«E gli uomini vollero piuttosto le tenebre che la luce».
È questa l’amarissima conclusione alla quale giungono i pensatori critici, che chiamano le cose con il proprio nome e fanno piazza pulita delle menzogne, delle illusioni, dei luoghi comuni e dei pregiudizi accumulati dagli uomini nel corso dei secoli nel goffo tentativo di rendere meno misera e insensata la propria esistenza. Non a caso Leopardi, uno dei più grandi pensatori critici di sempre, sceglie la citazione giovannea come epigrafe del suo testamento filosofico-letterario, La ginestra.
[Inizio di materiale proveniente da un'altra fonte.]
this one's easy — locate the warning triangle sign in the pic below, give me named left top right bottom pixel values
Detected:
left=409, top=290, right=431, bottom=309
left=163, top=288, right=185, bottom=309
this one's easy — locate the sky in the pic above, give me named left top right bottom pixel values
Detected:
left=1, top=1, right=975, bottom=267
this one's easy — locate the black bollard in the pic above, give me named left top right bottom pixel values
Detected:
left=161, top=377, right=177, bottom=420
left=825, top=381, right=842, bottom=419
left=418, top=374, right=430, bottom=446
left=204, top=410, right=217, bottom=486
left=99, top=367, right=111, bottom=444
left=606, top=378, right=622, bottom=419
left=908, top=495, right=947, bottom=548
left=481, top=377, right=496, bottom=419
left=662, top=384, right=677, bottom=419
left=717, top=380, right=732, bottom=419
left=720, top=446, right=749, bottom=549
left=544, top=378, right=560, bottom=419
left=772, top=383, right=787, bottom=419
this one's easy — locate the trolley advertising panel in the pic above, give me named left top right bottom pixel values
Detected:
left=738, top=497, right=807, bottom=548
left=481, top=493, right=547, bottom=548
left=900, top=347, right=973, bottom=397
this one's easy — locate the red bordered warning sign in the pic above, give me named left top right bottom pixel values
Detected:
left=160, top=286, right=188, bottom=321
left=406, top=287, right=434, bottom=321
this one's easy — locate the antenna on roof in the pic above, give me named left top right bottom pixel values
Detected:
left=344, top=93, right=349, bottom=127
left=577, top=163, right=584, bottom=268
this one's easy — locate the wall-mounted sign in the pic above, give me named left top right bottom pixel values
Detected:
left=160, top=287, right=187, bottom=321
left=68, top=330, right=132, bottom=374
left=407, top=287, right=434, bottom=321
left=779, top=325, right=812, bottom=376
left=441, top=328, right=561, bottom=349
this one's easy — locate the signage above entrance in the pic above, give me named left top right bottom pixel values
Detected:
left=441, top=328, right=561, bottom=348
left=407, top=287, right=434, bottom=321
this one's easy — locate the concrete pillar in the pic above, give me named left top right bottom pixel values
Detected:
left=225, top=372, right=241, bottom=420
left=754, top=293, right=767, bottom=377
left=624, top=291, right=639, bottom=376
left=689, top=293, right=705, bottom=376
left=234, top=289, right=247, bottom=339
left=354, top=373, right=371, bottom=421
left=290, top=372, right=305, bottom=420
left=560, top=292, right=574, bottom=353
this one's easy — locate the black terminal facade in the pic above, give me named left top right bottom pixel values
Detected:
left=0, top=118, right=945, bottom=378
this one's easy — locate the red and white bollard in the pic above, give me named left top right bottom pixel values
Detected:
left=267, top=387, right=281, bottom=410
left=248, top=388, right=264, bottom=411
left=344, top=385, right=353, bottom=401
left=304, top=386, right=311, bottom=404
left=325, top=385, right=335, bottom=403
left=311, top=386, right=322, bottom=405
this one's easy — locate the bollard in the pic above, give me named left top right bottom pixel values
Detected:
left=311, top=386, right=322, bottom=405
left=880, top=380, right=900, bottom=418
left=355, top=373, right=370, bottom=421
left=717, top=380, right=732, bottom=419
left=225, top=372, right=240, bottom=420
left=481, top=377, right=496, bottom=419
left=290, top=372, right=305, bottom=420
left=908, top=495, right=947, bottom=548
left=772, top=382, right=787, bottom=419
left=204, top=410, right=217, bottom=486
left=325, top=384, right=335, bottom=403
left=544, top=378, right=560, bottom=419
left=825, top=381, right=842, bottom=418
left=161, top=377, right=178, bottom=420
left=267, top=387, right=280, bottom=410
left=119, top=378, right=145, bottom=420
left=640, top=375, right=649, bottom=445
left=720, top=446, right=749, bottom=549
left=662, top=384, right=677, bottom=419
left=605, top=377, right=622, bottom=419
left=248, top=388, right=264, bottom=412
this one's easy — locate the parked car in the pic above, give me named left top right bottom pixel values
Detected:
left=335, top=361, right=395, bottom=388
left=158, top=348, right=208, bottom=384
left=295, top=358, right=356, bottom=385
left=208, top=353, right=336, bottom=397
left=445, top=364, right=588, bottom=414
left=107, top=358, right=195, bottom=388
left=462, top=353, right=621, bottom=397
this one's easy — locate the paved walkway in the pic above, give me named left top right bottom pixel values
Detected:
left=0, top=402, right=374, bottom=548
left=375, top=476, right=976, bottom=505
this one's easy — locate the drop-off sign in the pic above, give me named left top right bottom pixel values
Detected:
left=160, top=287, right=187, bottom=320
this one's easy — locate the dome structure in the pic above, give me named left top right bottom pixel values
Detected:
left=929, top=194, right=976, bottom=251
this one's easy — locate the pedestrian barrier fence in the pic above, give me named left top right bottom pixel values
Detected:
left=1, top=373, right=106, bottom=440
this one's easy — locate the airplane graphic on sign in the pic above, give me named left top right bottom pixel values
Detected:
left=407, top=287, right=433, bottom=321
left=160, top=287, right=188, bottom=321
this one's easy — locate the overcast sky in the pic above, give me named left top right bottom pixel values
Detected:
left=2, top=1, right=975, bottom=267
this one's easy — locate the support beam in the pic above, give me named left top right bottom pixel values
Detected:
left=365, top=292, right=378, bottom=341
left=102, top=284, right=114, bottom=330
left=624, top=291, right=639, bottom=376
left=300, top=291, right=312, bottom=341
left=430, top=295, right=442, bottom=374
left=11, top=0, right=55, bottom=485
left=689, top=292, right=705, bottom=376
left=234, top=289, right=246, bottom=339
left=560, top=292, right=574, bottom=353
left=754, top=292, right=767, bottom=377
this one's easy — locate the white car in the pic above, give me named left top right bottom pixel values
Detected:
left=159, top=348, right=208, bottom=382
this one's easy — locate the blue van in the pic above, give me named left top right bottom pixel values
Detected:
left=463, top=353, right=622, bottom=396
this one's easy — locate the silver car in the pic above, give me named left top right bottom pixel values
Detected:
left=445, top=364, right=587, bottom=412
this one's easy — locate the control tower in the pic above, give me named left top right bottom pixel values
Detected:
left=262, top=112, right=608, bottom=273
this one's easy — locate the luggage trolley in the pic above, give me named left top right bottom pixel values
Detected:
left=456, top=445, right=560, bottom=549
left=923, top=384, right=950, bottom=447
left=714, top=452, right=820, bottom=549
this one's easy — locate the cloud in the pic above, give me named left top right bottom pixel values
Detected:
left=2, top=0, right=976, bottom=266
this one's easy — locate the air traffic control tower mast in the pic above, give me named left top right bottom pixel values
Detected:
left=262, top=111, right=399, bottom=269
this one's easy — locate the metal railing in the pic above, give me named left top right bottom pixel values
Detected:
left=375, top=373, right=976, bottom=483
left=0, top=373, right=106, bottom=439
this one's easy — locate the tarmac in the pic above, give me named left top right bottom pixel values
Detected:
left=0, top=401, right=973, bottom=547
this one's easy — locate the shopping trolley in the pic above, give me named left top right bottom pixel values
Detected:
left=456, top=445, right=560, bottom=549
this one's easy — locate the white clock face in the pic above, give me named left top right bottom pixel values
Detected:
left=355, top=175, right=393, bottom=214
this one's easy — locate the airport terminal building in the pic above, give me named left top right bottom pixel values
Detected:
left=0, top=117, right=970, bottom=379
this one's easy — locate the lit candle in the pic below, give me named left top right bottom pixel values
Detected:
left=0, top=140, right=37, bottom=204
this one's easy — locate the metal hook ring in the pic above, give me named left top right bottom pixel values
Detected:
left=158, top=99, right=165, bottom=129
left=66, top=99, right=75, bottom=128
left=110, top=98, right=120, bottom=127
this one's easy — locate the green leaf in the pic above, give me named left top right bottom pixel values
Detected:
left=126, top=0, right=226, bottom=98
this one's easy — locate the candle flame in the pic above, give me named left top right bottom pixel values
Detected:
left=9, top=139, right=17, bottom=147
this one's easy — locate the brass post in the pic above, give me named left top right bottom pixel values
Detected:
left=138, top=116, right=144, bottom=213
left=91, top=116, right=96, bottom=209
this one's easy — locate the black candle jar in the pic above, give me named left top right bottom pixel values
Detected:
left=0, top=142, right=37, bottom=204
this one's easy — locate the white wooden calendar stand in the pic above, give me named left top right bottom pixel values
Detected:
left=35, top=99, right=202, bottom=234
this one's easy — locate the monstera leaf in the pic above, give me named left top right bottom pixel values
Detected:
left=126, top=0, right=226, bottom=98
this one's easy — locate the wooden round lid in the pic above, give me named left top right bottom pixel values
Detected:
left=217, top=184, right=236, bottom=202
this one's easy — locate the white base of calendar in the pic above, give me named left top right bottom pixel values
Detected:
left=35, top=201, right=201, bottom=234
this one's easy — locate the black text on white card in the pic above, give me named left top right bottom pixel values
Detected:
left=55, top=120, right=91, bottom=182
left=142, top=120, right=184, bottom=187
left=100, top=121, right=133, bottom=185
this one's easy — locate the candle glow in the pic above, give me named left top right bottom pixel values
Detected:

Avrei dovuto capirlo semplicemente leggendo e studiando Leopardi e Michelstaedter, le loro esperienza avrebbero dovuto aprirmi gli occhi – non soltanto recidermi le palpebre – e convincermi a desistere, a lasciar perdere, ma la critica è un fuoco che non può bruciare ed estinguersi da solo, che non può restare chiuso in se stesso; le sue fiamme non sono quelle controllate di un falò, ma quelle barbare e inarrestabili di un incendio estivo sospinto dallo scirocco. Fiamme impetuose, che fugano le tenebre e illuminano, ma che alla fine bruciano soltanto colui che le ha in sé, mentre tutti gli altri, spaventati e pavidi, fuggono a gambe levate trovando rifugio nelle loro millenarie menzogne.